How do you feel about the last few years as part of the exploding Chicago craft beer scene?

It’s fantastic. Like I said, I would have never predicted it, I never would have imagined it. I thought I was just a beer geek trapped in an Old Style city. I kind of resigned to it. It took me by surprise and it took me a little while to realize it was going on. I was older at that time and wasn’t going to all the beer festivals like I was when I was young. Suddenly people were coming into Paddy’s talking about the beer, before I had to explain what it was. The first time I put Bourbon County on tap at Paddy Long’s, it was on tap for two fucking months. No one touched it or cared about it. Now it holds the record for the fastest keg ever poured at Paddy’s – 17 minutes. It has been a pleasant surprise. Like I said, I would still be doing this, even if beer wasn’t popular, I just would be making way less money.

The beer scene here is just so great. We had our first resurgence with Half Acre, Metropolitan, and Solemn Oath. Now I can’t keep up, which is a great thing. If I can’t keep up with all the breweries then that’s good. You hear people say there are too many breweries.

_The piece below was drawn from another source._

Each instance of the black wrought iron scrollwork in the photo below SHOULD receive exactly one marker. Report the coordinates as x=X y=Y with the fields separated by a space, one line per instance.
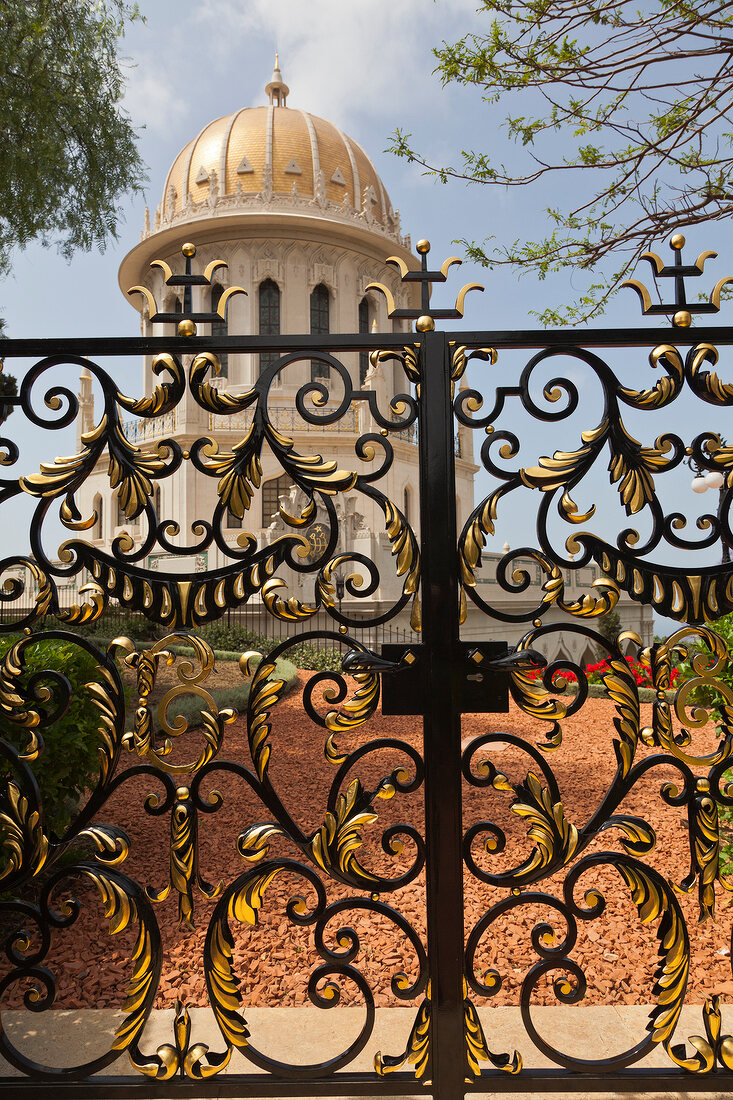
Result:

Too many fucking breweries? What are you talking about! That’s like saying there are too many good things. I’ll keep drinking them and letting you know whether or not they are good.

So what are you drinking when you’re not at work these days?

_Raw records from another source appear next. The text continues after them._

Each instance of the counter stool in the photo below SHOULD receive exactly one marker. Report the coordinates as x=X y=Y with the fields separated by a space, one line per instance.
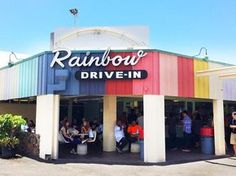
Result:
x=135 y=148
x=82 y=149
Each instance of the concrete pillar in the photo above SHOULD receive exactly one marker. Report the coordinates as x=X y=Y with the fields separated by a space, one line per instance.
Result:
x=109 y=120
x=219 y=132
x=154 y=128
x=47 y=124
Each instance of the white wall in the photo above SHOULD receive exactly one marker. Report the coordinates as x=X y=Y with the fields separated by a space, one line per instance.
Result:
x=154 y=128
x=47 y=120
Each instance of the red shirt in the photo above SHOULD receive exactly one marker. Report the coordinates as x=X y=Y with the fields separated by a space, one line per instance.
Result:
x=136 y=130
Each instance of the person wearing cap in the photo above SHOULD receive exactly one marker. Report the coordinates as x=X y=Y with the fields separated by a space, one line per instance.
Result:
x=233 y=132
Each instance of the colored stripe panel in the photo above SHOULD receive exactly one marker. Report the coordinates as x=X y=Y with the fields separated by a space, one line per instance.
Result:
x=150 y=85
x=119 y=87
x=185 y=77
x=201 y=89
x=168 y=75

Well I have a kegerator at home, and right now I have Firestone Walker Union Jack in there. I drink a lot of Firestone, they are just so solid and dialed in. Alpha King, now that’s my everyday beer. That’s what I drink all the time, every day. I know exactly what four Alpha King’s will do to me. It is calibrated in my body. I would have Alpha King on at home if I could, but I can’t waste those kegs with my own kegerator.

Where do you see Pat Berger, Paddy Long’s and Kaiser Tiger in three to five years?

I will have to forget how hard it was to open Kaiser Tiger to ever want to open another place. It took me seven years to forget how hard Paddy Long’s was. I don’t see another place in my future right now, but talk to Chris. He has the ability to talk me into all kinds of crazy shit.

I did film a pilot for a television show. Where I am the host that goes around to different cities. It’s a travel show all about beer. We just wrapped that up a couple weeks ago, but as of now nobody has picked it up. So no congrats yet, it may never make it off of YouTube.